Arriving in Matarani
There had been a heavy swell last night, sufficient for the Captain to make an announcement about our arrival into the port of Matarani around lunchtime today. The ship’s stabilisers had been keeping us pretty steady all night although there was a distinct rock and roll vibe going on. The thing is, as we approached the port, these stabilisers would need to be turned off (or pulled in, or whatever one does to stop stablisers working) and when that happened, we’d all notice a difference. So hold tight and hang on!
We’d begun the day with breakfast in our favourite spot, high above the stern wake.
I just love that pattern and find it totally mesmerising.
There was a destination lecture this morning from our favourite expert speaker, so we made a beeline for the theatre to learn a little about Chile, where we arrive tomorrow.
But today, we had one last stop in Peru, at Matarani, which is the nearest port to Arequipa. We were back in our suite when we noticed we were almost there and so gathered cameras and went out onto the verandah to see what was going on.
Well, there was the pilot boat just off our starboard side, below where we were standing.
The pilot himself was up there on the bridge directing things.
We were working out just how we were going to fit into that space in front of us. Matarani isn’t the prettiest of ports and I imagine, not many cruise ships call here, so we were attracting quite a bit of attention.
The bunch of people standing on the end of that breakwater were possibly wondering the same as we were – just how are we going to turn in that tight spot? Or maybe – most probably – they’ve seen it all before.

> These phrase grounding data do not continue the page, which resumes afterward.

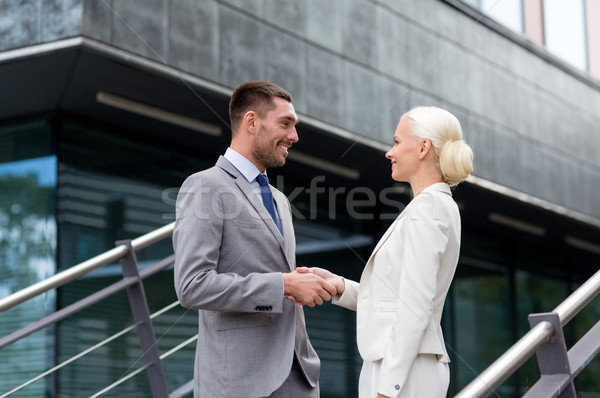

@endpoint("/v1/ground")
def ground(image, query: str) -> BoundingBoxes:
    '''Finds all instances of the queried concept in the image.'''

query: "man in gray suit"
[174,80,337,397]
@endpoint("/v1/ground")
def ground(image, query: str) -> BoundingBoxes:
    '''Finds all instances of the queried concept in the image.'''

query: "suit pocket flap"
[375,298,397,312]
[232,220,262,229]
[215,313,271,331]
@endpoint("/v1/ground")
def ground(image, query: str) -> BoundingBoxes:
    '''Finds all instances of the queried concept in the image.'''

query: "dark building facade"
[0,1,599,396]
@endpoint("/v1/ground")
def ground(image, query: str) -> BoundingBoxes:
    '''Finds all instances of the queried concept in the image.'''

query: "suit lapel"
[217,157,290,266]
[234,177,285,245]
[365,215,402,265]
[273,192,294,270]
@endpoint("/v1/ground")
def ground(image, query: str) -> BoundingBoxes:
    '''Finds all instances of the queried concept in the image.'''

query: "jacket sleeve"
[377,194,450,397]
[173,173,285,313]
[331,278,359,311]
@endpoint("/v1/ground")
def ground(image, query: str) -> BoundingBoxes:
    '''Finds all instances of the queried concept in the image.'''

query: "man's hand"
[283,271,337,307]
[296,267,345,295]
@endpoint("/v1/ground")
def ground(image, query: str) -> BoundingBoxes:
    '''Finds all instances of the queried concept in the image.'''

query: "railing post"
[524,312,576,398]
[117,240,169,398]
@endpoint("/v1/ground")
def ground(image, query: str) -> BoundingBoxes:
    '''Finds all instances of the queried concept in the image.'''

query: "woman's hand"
[376,394,390,398]
[283,270,337,307]
[296,267,345,295]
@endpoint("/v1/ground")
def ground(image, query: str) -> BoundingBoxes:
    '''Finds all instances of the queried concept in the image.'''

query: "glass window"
[0,119,56,397]
[543,0,587,70]
[445,230,517,396]
[462,0,524,33]
[449,263,513,394]
[482,0,524,33]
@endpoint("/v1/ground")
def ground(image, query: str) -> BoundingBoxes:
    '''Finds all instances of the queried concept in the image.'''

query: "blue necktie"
[256,174,283,234]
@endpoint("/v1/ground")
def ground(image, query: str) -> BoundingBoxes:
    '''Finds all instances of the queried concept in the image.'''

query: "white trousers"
[358,354,450,398]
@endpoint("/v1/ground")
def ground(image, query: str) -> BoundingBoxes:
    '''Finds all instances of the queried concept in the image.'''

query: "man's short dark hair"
[228,80,292,134]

An assortment of workers dressed in hi-vis clothing and colour coded hard hats were waiting to fulfil their role in the process of getting us secured alongside.
But then the 12 noon lunchtime siren sounded and workers appeared from all over, not wanting to waste a moment of their break, but interested to see what was going on and in some cases, take pictures.

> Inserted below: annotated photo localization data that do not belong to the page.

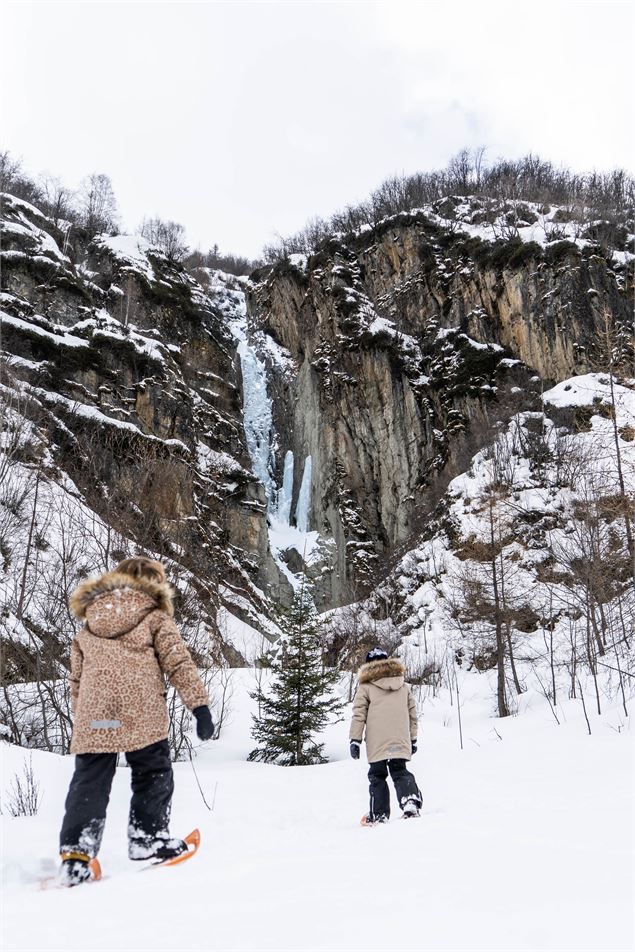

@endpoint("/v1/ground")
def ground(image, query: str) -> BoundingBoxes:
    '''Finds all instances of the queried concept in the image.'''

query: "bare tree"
[590,307,635,577]
[139,217,189,262]
[79,173,119,237]
[0,150,22,192]
[39,175,76,228]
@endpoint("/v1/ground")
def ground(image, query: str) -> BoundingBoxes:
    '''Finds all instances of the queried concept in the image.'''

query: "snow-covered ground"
[1,670,632,952]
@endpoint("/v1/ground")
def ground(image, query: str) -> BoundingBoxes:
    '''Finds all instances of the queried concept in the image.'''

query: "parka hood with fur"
[70,571,175,640]
[70,570,175,619]
[358,657,405,692]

We were enjoying just watching it all, thinking it all looked like a Playmobil set!
Actually, the fun began when the gangplank had been put out and the ground staff were sorting out the arrival area. It had been clear from the beginning that safety was a priority here, evidenced by the hard hats and strict codes of practice followed by every worker. So when a team arrived with a roll of carpet and a set of traffic cones, we knew a plan was in place to ensure that passengers from the ship did not come to any harm in this industrial setting.
Now, it seemed as though a team of Lego people were building their own set, beginning with the welcome sign which had just blown along the dockside in the wind.
We really enjoyed watching each piece be put into place, seeing people working out how best to arrange things, to secure the curly edge of the carpet and yes, to stop that flipping welcome sign blowing away again!
When they finished, they stood back and admired their handiwork having weighted the welcome sign down with some wooden blocks, too). We thought they’d done a great job as well and were tempted to give them a round of applause but didn’t want to be cheeky!
If they had finished making the gangplank and everything secure, then it must be nearly time for us to go as well, so we gathered our stuff and made our way to the theatre to collect our tickets for our journey to see the Ice Maiden Mummy substitute in Arequipa this afternoon. Juanita, the Ice Maiden Mummy herself was undergoing restoration in a freezer somewhere else, so instead, we were going to take a look at a slightly less impressive Mummy by the name of La Sarita. Hey ho – whatevs.